Whether its enough? That depends. GLM 350B without thinking is smarter than most models with thinking, so I end up with better answers faster.

But anyway, I’m get more like 20 tokens a second with models that aren’t squeezed into my rig within an inch of their life. If you buy an HEDT/Server CPU with more RAM channels, it’s even faster.

If you want to look into the bleeding edge, start with https://github.com/ikawrakow/ik_llama.cpp/

And all the models on huggingface with the ik tag: https://huggingface.co/models?other=ik_llama.cpp&sort=modified

You’ll see instructions for running big models on a 4060 + RAM.

If you’re trying to like batch process documents quickly (so no CPU offloading), look at exl3s instead: https://huggingface.co/models?num_parameters=min%3A12B%2Cmax%3A32B&sort=modified&search=exl3

And run them with this: https://github.com/theroyallab/tabbyAPI

melfie@lemy.lol · 4 days ago

Ah, a lot of good info! Thanks, I’ll look into all of that!

Xenny@lemmy.world · 4 days ago

Ai failed and now they are doing this to capture the compute market to then make their profit back through unscrupulous means.

hector@lemmy.today · 4 days ago

As I am told, there is no way these llm’s ever make their investments back. It’s like Tesla at this point. Whomever is paying the actual money to build this stuff is going to get hosed if they can’t offload it onto some other sucker. That ultimate sucker probably being the US taxpayer.

Analog@lemmy.ml · 4 days ago

Can run decent size models with one of these: https://store.minisforum.com/products/minisforum-ms-s1-max-mini-pc

For $1k more you can have the same thing from nvidia in their dgx spark. You can use high speed fabric to connect two of ‘em and run 405b parameter models, or so they claim.

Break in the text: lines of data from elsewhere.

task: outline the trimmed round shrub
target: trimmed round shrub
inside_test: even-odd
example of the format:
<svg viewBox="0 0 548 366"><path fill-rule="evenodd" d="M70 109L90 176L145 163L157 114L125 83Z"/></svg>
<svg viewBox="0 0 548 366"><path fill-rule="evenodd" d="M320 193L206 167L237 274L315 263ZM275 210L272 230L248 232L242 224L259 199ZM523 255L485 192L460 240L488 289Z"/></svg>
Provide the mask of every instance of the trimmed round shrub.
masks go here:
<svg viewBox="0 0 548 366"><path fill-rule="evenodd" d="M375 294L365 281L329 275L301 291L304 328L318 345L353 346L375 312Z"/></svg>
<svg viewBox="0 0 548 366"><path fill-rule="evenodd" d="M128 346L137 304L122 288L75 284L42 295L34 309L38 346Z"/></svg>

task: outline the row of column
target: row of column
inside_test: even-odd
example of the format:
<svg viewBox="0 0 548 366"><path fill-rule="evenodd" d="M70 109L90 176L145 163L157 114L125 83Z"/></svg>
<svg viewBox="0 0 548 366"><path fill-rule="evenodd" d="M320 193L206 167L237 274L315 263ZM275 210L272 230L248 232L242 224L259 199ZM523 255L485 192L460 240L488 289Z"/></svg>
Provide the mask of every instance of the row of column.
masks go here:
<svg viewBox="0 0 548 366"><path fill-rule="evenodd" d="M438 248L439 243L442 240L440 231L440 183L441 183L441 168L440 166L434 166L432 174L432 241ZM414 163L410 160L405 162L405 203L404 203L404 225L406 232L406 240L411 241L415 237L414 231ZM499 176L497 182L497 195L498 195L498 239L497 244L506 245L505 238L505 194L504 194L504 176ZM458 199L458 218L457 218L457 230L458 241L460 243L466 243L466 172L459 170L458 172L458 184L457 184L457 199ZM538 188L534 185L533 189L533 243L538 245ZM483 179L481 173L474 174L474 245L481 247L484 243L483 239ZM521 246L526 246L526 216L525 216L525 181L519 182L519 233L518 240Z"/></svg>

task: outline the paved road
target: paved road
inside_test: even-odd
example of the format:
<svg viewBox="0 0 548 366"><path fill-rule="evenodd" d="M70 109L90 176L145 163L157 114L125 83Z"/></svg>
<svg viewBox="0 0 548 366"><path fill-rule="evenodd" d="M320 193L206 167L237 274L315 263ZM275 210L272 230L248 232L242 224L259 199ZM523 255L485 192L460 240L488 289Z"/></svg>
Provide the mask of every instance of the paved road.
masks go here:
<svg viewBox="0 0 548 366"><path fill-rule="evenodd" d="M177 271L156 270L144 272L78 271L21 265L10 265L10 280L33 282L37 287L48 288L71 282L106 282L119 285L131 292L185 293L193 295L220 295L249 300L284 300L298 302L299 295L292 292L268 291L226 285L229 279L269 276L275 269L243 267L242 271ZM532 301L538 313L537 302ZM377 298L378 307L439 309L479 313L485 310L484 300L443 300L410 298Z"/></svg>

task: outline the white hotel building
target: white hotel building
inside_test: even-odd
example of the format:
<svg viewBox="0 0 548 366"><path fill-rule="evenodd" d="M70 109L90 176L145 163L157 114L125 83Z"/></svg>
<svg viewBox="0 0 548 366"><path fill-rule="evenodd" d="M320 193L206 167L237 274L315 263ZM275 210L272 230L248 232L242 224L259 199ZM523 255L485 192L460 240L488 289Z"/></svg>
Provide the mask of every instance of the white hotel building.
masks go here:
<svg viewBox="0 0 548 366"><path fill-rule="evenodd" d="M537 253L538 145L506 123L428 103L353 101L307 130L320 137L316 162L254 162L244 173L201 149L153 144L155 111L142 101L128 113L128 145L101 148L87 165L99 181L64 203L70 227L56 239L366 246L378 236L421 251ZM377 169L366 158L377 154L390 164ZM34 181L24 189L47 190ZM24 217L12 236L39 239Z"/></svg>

Point being that’s some pretty big models in the 3-4k range, and massive models for less than 10k. The nvidia one supports comfyui so I assume it supports cuda.

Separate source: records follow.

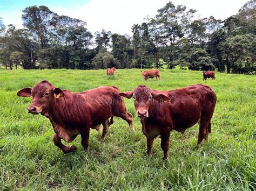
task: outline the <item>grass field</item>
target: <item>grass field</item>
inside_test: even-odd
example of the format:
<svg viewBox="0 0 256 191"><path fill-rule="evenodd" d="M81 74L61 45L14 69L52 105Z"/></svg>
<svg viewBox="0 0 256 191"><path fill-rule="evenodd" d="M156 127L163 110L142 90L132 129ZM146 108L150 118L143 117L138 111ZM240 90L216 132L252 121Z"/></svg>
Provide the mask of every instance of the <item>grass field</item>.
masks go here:
<svg viewBox="0 0 256 191"><path fill-rule="evenodd" d="M201 72L161 73L162 80L145 82L139 69L118 69L109 78L105 70L0 69L0 190L255 190L256 76L217 73L215 80L203 81ZM89 152L78 136L71 144L77 150L64 154L53 144L49 119L29 114L31 98L16 95L44 79L75 92L102 86L127 91L141 84L157 90L207 84L217 95L210 141L197 148L197 125L184 135L173 131L169 159L163 160L159 138L150 158L138 119L133 117L136 131L131 132L125 121L116 117L103 143L98 140L100 133L91 130ZM134 116L133 101L125 101Z"/></svg>

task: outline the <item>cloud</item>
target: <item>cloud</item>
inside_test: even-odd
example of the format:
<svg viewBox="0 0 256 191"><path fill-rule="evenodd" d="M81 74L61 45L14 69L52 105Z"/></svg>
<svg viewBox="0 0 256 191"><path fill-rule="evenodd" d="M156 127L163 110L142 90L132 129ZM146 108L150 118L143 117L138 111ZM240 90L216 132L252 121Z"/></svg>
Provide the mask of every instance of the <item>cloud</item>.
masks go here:
<svg viewBox="0 0 256 191"><path fill-rule="evenodd" d="M141 23L147 15L154 16L157 10L164 6L166 0L120 1L92 0L74 9L58 7L53 10L59 15L67 15L84 20L93 32L104 29L112 33L131 33L134 24Z"/></svg>
<svg viewBox="0 0 256 191"><path fill-rule="evenodd" d="M236 14L247 0L173 0L176 5L183 4L188 9L198 10L196 18L213 16L225 19ZM90 0L82 6L70 8L45 5L60 15L66 15L87 23L88 29L92 33L102 29L120 34L131 35L131 28L134 24L140 24L147 16L154 16L157 10L163 8L168 0ZM74 1L75 2L75 1ZM4 24L12 23L17 28L22 27L22 11L8 12L2 16Z"/></svg>

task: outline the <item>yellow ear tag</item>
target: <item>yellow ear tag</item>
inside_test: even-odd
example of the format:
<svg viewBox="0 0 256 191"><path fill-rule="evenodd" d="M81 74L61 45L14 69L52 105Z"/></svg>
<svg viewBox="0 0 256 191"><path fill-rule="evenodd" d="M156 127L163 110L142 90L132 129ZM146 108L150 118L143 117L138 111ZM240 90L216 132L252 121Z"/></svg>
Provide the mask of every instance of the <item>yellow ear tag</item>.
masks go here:
<svg viewBox="0 0 256 191"><path fill-rule="evenodd" d="M164 100L161 97L160 98L160 103L164 103Z"/></svg>

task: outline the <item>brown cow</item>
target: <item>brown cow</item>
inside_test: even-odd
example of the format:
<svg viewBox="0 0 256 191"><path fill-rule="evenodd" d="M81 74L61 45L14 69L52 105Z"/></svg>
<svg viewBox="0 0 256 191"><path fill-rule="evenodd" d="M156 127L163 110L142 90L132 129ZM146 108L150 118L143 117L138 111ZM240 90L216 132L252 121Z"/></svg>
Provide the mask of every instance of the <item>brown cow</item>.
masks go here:
<svg viewBox="0 0 256 191"><path fill-rule="evenodd" d="M203 76L204 76L203 81L206 80L207 78L211 77L212 80L215 80L214 71L203 71Z"/></svg>
<svg viewBox="0 0 256 191"><path fill-rule="evenodd" d="M114 75L114 71L116 71L115 67L112 67L111 68L107 68L107 76L109 76L110 75Z"/></svg>
<svg viewBox="0 0 256 191"><path fill-rule="evenodd" d="M157 91L140 85L133 91L119 95L133 97L137 116L140 118L142 131L147 138L149 155L151 155L154 138L160 135L164 158L168 158L170 131L175 130L183 133L197 123L199 124L198 144L204 138L207 140L217 100L208 86L197 84Z"/></svg>
<svg viewBox="0 0 256 191"><path fill-rule="evenodd" d="M116 87L100 87L81 93L73 93L56 88L49 82L42 81L33 88L24 88L17 93L22 97L32 95L32 100L28 108L32 114L41 114L48 118L55 133L53 142L64 153L76 149L74 145L66 146L61 139L70 143L81 135L82 145L85 150L89 144L90 129L103 130L100 140L103 140L113 117L125 120L133 130L132 115L126 111L123 98ZM110 122L109 118L111 117Z"/></svg>
<svg viewBox="0 0 256 191"><path fill-rule="evenodd" d="M143 77L143 79L146 81L147 81L149 78L154 78L154 77L156 77L156 79L157 79L157 77L158 77L159 80L161 80L160 78L160 70L158 69L141 72L142 74L142 77Z"/></svg>

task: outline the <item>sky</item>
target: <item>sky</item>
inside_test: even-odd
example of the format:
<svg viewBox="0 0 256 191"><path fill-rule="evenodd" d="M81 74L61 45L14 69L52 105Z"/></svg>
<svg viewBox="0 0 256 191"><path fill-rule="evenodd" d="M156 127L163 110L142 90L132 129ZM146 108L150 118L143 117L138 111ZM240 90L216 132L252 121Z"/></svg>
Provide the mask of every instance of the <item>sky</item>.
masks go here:
<svg viewBox="0 0 256 191"><path fill-rule="evenodd" d="M213 16L225 19L235 15L248 0L173 0L175 5L184 4L198 10L196 18ZM102 29L112 33L131 34L134 24L140 24L147 16L153 17L168 0L0 0L0 17L5 25L23 27L22 10L29 6L47 6L59 15L66 15L87 23L94 33Z"/></svg>

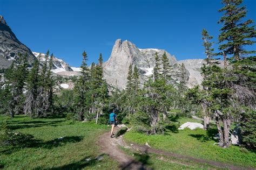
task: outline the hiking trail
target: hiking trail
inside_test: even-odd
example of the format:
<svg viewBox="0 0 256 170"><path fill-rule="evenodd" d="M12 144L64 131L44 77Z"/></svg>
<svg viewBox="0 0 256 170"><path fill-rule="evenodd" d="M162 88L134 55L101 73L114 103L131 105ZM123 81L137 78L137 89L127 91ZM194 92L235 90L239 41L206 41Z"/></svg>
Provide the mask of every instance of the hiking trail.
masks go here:
<svg viewBox="0 0 256 170"><path fill-rule="evenodd" d="M114 132L118 132L120 128L116 127ZM134 159L130 155L127 155L119 148L119 146L122 146L125 148L128 148L133 151L137 151L142 153L153 153L159 155L165 155L167 157L174 157L178 159L181 159L185 160L191 161L195 163L199 163L200 164L207 164L219 168L227 168L230 169L254 169L253 168L242 167L235 166L230 164L225 164L219 162L217 162L212 160L200 159L193 158L189 156L180 155L174 153L167 152L162 150L159 150L147 146L140 146L137 144L131 143L129 145L124 142L123 139L123 135L120 135L117 138L110 138L110 132L107 132L101 135L98 141L102 146L102 151L105 154L109 155L111 158L117 161L119 163L119 168L122 169L151 169L144 165L142 162L137 161ZM169 161L172 163L176 163L182 165L191 165L189 163L181 162L176 160L168 161L165 160L163 158L160 159L162 160Z"/></svg>

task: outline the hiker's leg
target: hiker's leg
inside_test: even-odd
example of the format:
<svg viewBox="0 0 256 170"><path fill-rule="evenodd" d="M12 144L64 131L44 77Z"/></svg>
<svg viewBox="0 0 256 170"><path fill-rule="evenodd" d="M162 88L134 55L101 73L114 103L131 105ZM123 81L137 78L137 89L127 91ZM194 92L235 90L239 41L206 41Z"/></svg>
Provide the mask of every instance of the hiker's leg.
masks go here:
<svg viewBox="0 0 256 170"><path fill-rule="evenodd" d="M114 131L114 125L112 124L111 125L112 128L111 128L111 135L113 134L113 131Z"/></svg>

It ain’t cheap and AI has soooo many negatives, but… it does have some positives and local LLMs mitigate some of the minuses, so I hope this helps!

melfie@lemy.lol · 4 days ago

Nice, though $3k is still getting pretty pricey. I see mini PCs with a AMD RYZEN AI MAX+ 395 and 96GB of RAM can be had for $2k, or even $1k with less RAM: https://www.gmktec.com/products/amd-ryzen™-ai-max-395-evo-x2-ai-mini-pc?variant=f6803a96-b3c4-40e1-a0d2-2cf2f4e193ff

I’m looking for something that also does path tracing well if I’m going to drop that kind of coin. It sounds like this chip can be on par with a 4070 for rasterization, but it only gets a benchmark score of 495 for Blender rendering compared to 3110 for even a RTX 4060. RDNA 5 with true RTX cores should drastically change the situation of chips like this, though.

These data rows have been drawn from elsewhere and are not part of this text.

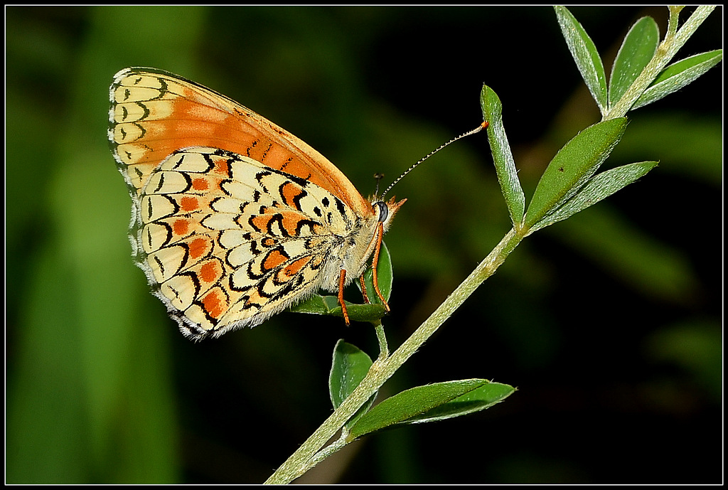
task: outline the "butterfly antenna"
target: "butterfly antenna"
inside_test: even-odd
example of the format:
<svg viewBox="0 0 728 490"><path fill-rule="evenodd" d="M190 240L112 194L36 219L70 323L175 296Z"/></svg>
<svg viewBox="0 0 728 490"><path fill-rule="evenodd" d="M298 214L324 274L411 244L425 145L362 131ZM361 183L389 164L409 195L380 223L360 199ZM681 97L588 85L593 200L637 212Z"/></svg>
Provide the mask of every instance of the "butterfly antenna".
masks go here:
<svg viewBox="0 0 728 490"><path fill-rule="evenodd" d="M415 167L416 167L419 164L421 164L423 162L424 162L426 159L427 159L428 158L430 158L430 157L432 157L432 155L434 155L435 153L437 153L440 150L443 149L443 148L445 148L446 146L447 146L448 145L449 145L451 143L455 143L456 141L457 141L458 140L459 140L462 138L465 138L466 136L470 136L470 135L474 135L476 133L480 132L481 130L486 129L486 127L488 127L488 122L487 121L484 121L480 126L478 126L475 129L472 130L472 131L468 131L467 133L464 133L462 135L460 135L459 136L458 136L456 138L454 138L453 139L450 140L447 143L441 145L440 146L440 148L438 148L437 149L435 149L435 150L430 152L428 154L425 155L423 158L420 159L420 160L419 162L417 162L416 163L414 164L411 167L410 167L406 170L405 170L404 172L403 172L401 175L400 175L399 177L397 177L397 178L395 178L395 181L392 182L392 183L390 183L389 186L387 187L386 189L384 189L384 191L381 193L381 196L379 198L380 200L384 201L384 196L387 195L387 193L389 192L392 189L392 188L395 186L395 183L397 183L397 182L399 182L400 181L401 181L403 177L404 177L408 173L409 173L410 172L411 172L412 170L414 170L414 168L415 168ZM379 181L377 181L376 185L377 185L377 189L379 189Z"/></svg>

brucethemoose@lemmy.world · edit-2 3 days ago

FYI you can buy this this: https://frame.work/products/framework-desktop-mainboard-amd-ryzen-ai-max-300-series?v=FRAFMK0002

And stick a regular Nvidia GPU on it. Or an AMD one.

That’d give you the option to batch renders across the integrated and discrete GPUs, if such a thing fits your workflow. Or to use one GPU while the other is busy. And if a particular model doesn’t play nice with AMD, it’d give you the option to use Nvidia + CPU offloading very effectively.

It’s only PCIe 4.0 X4, but that’s enough for most GPUs.

TBH I’m considering exactly this, hanging my venerable 3090 off the board. As I’m feeling the FOMO crunch of all hardware getting so expensive. And $2K for 16 cores with 128GB of ridiculously fast quad channel RAM is not bad, even JUST as a CPU.

Clam_Cathedral@lemmy.ml · 4 days ago

Honestly just jump in with whatever hardware you have available and a small 1.5b/7b model. You’ll figure out all the difficult uncertainties as you go and try to improve things.

I’m hosting a few lighter models that are somewhat useful and fun without even using a dedicated GPU- just a lot of ram and fast NVMe so the models don’t take forever to spin up.

Of course I’ve got an upgrade path in mind for the hardware and to add a GPU but there are other places I’d rather put the money atm and I do appreciate that it all currently runs on a 250w PSU.